Gegen 16 Uhr fanden sich zusätzlich einige Aktivisten am Ort des Geschehens ein, welche ihren Protest gegen ein Regime zum Ausdruck bringen wollten, das Homosexuelle öffentlich hinrichtet und dem jüdischen Staat mit der Vernichtung droht. Hinsichtlich der existentiellen Bedrohung eines Staates, der nicht nur, aber doch in entscheidendem Maße als Reaktion auf den global grassierenden Antisemitismus gegründet wurde, bleibt ein zusätzlicher bitterer Beigeschmack, dass manche Kreise sich ausgerechnet am 1. September mit dem iranischen Mullah-Regime solidarisierten. Schließlich ist der Tod bekanntlich ein Meister, der aus Deutschland kommt, und er war nicht nur ein Meister des Todes, sondern auch des Antisemitismus.
Zu Beginn der Kundgebung formierten diese sich die erwähnten Demonstranten mit einigem Abstand vor dem Infostand des Friedensbündnisses, welches nun seinen offiziellen Aufruf verlas. Als nun auch verbal die Forderung ertönte, man solle „die Finger“ von Syrien und Iran lassen und diffuse verschwörungstheoretische Aussagen getätigt wurden, zeigten die Anwesenden Aktivisten mehrere Israelfahnen, zwei US-Fahnen und eine Fahne der Antihomophoben Aktion.
Dies führte unvermittelt zu lautstarken antisemitischen Beschimpfungen und einem versuchten Übergriff durch Passanten. Zeitgleich kam es zu verbalen Auseinandersetzungen und Diskussionen mit Anhängern des Friedensbündnisses. War manch ein Friedensaktivist noch dem Missverständnis aufgesessen, der Antisemitismusvorwurf gelte dem Friedensbündnis, wollten andere ganz vehement Zeugnis von einer angeblich zionistischen Medienkontrolle ablegen.

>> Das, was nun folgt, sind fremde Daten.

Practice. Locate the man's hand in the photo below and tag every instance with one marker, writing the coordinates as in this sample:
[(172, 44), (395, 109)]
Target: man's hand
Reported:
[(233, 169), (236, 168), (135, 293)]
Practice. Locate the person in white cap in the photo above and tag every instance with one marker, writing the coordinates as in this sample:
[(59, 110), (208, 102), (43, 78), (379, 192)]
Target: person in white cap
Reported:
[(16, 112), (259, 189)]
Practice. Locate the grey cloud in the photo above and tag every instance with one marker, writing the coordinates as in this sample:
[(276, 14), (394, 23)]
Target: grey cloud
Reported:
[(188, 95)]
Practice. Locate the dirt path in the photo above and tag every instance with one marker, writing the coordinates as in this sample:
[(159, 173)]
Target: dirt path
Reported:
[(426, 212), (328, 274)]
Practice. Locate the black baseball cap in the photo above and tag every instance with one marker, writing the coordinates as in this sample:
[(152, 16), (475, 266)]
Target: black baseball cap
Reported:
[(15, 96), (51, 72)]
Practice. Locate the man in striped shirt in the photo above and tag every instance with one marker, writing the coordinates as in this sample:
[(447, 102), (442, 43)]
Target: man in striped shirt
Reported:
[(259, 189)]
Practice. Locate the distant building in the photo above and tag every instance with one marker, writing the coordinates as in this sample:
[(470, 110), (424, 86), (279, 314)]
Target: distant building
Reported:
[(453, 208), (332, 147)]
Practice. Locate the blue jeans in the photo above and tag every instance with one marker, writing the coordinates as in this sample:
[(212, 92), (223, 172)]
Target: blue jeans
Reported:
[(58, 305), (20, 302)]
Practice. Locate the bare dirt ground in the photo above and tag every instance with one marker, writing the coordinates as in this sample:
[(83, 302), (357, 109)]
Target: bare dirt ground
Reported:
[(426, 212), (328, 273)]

In Reaktion auf die antisemitischen Anfeindungen und die Unnachgiebigkeit des Friedensbündnisses, welches sich nicht etwa zu dem Antisemitismus der Straße äußerte, sondern unbeeindruckt an seinem Aufruf festhielt, wurden nun auch vereinzelt kurze Sprechchöre laut; bspw. „Kein Frieden mit Antisemiten!“
Hierauf rief ein Ordner des Infostandes die Polizei herbei, welche in den Reihen der Fahnenträger nach Verantwortlichen für den unangemeldeten Protest suchte. Um weiteren Schwierigkeiten mit den offenbar aggressiv gestimmten Polizisten umgehen, erklärte sich die Gruppe schnell bereit, die Fahnen einzupacken und den Ort des Geschehens zu verlassen. Dennoch wurde ein Demonstrant mit einem unverhältnismäßig beherztem Einsatz festgesetzt, während zusätzliche Polizeikräfte auf dem Weg waren.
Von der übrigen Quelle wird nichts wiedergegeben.